“You’ll get up to 2/3rds of your salary for 6 of the 12 weeks of family leave.”
“No I won’t. I’ll get something like $500 a week, max. Read the fine print.”
I was one week into my new position as a human resources manager for a New Jersey school district. The information overload was overwhelming and at the height of hiring season I was struggling to stay afloat. Fine print wasn’t a high priority on my list, but it should have been, especially when it came to explaining family leave to yet another pregnant teacher.
“It’s okay,” she quickly added, “your predecessor told me the same thing before my last baby, but when the checks started coming I clarified that the stipend is capped, just like unemployment.”
Knowing I’d be sitting in her chair in a few years’ time, I decided to do my research. And it turns out that state-funded family leave in Jersey isn’t all it’s cracked up to be. In fact, it’s pretty much useless, which is probably why one expecting mother of twins broke down in tears in my office. By the time most teachers get pregnant they’re averaging $60,000 a year (which equates to just about keeping your head above water in this state). The family leave stipend wouldn’t even cover half of their weekly paycheck. And that stipend would only be coming for half of their leave period.
One thing I didn’t realize until I had a baby of my own was how quickly 12 weeks fly by. Having left my full-time position to be a stay-at-home mother, I mentally calculated when I’d have to “return to work” had I stayed at my old job. Factoring in post-birth disability time, I’d be going back just as my son started sleeping longer stretches at night and waking up to the world around him. Talk about a ripoff.
But is a longer, fully paid family leave period the answer? Not always. For private corporations like Spotify and Netflix, which either offer generous leave packages or flexible work time options, it’s a win-win for both the company and its employees. Government-provided paid leave endeavors often backfire. Female employees are paid less and all employees are taxed more in order to pay for the program. If the federal government implements a family leave mandate, generous packages proffered by competitive private companies will most likely cease to exist altogether.
The reality of paid family leave is that someone has to pay, and that someone is inevitably going to be you. The question is, would you rather pool your financial resources to help pay for everyone else’s children, or would you rather have the option to start saving for your own? Employers push pension programs onto young employees with an emphasis on funding retirements 40 plus years down the road. Why not proffer packages that allow employees to save up for life changes that are just around the corner? And why not take advantage of technology to create flexible work schedules for the parents who need it?

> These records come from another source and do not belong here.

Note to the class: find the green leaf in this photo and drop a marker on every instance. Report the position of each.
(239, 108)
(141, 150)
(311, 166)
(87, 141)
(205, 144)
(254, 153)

In the end, my husband and I decided to save up both our money and his paid time off to make way for baby. As a result. we started our family on the cusp of the later side of our baby-making years. Unlike many of my former colleagues, I am fortunate enough to stay at home with my son. While some teachers I worked with did, most returned after their family leave period ended. Some, including the new mother of twins, didn’t stay home at all.